Но ничего, спустя несколько дней, навидавшись «художеств» пилотов люфтваффе, в самолёты с крестами начнут стрелять из всего, что окажется под рукой: из автоматов, винтовок, пистолетов. Пусть с редким результатом, но не впадая при этом в прострацию. Вешать на деревьях надо тех крылатых фашистов.
Счетверённые пулемётные установки с «Максимами» под разрывами бомб прекратили огонь. Ясно, первой целью стали скудные средства ПВО. Им на открытых позициях из дыма стрелять несподручно.
Следующая шестёрка «Юнкерсов» заставила майора буквально зашипеть от злости. Вот что задумали, гады! Решили не менять противоаэродромную начинку, а тем же боеприпасом ударить по площадям. Под крыльями в оптику виднелись не бомбы, а контейнеры. Два под крылом. В каждом чуть больше ста бомб с весом по два килограмма. «Дьявольские яйца», способные поразить квадрат где-то триста на триста метров.
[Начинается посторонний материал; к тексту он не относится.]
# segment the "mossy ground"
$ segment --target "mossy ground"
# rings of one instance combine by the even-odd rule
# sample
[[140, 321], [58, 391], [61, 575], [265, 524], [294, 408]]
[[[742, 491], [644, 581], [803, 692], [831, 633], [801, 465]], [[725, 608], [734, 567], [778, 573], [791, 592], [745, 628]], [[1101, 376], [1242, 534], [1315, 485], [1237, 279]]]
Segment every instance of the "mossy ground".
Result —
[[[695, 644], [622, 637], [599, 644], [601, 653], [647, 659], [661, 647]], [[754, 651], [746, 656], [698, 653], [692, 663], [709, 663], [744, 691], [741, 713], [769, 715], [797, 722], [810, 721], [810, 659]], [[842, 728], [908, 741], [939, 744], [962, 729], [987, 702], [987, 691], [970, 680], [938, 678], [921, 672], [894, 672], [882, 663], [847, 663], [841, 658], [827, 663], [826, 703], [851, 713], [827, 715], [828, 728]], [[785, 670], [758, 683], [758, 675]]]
«Дьявольским» прообраз кассетной бомбы назван самими лётчиками люфтваффе за излишнюю непредсказуемость. Сумрачные гении рейха, словно издеваясь, заставили своих пилотов «высиживать» штучку с взрывателем, случалось срабатывающим прямо в бомболюке. Все недостатки покрывала эффективность. На земле вырастали первые «ковровые дорожки», поражающие технику и людей вне укрытий.
Для SD-2 создали три разных взрывателя: ударный, замедленного действия и тот, который делал из бомбы неизвлекаемую мину. Последний вариант – постоянная головная боль наших аэродромов, вошедшая в устную историю с незатейливым названием «лягуха» или «жучок».
Эффект пропал, когда советские зенитчики наконец перестали суетиться, получили мелкозернистую по калибру артиллерию и очень возлюбили, как цель, низколетящий бомбардировщик люфтваффе. А так, в начале войны, под матерки пехоты палили в белый свет, как в копеечку.
Тридцать штук таких бомбочек влезало и в «Шторьх». Панов полагал, что так и родился миф о наглых немецких лётчиках, глушивших красноармейцев с бреющего полёта чуть ли не ручными гранатами.
На втором заходе ведущий Ю-87 начал слишком низко выходить из пикирования и исчез во вспышке взрыва. Второй из «Юнкерсов» наткнулся на уверенный огонь ожившего ДШК и, чуть задымив, отвалил в сторону. Кто бы ты ни был – молодец! Нашёл в себе силы встать к пулемёту.
Через пару минут атака с воздуха прекратилась, а дальше в дело вмешался субъективный фактор.
Царёв передал оповещение Ненашева, но охваченные азартом боя артиллеристы не думали об опасности. Никто под настоящей бомбёжкой не был, и люди очень надеялись на зенитные пулемёты, отогнавшие тот, первый корректировщик.
Убитых и раненых на попавшей под удар батарее больше сорока. В мозг бойцов и командиров после одуряющего воя сразу вонзились пронзительные крики раненых товарищей, молящих о помощи. Потом кто-то наступил на бомбу-мину и навсегда исчез во вспышке взрыва.
Из пары орудий ещё можно вести огонь, осколками иссекло не всех, но люди на батарее не желали дальше сражаться. Незнакомая, незримая, непривычная смерть – откуда она идёт? Бомбёжка закончилась, обстрел утих, а в дыму их что-то рвёт на куски. «Прочь! Прочь, бежать, спасаться!» – не говорил, кричал в головах инстинкт.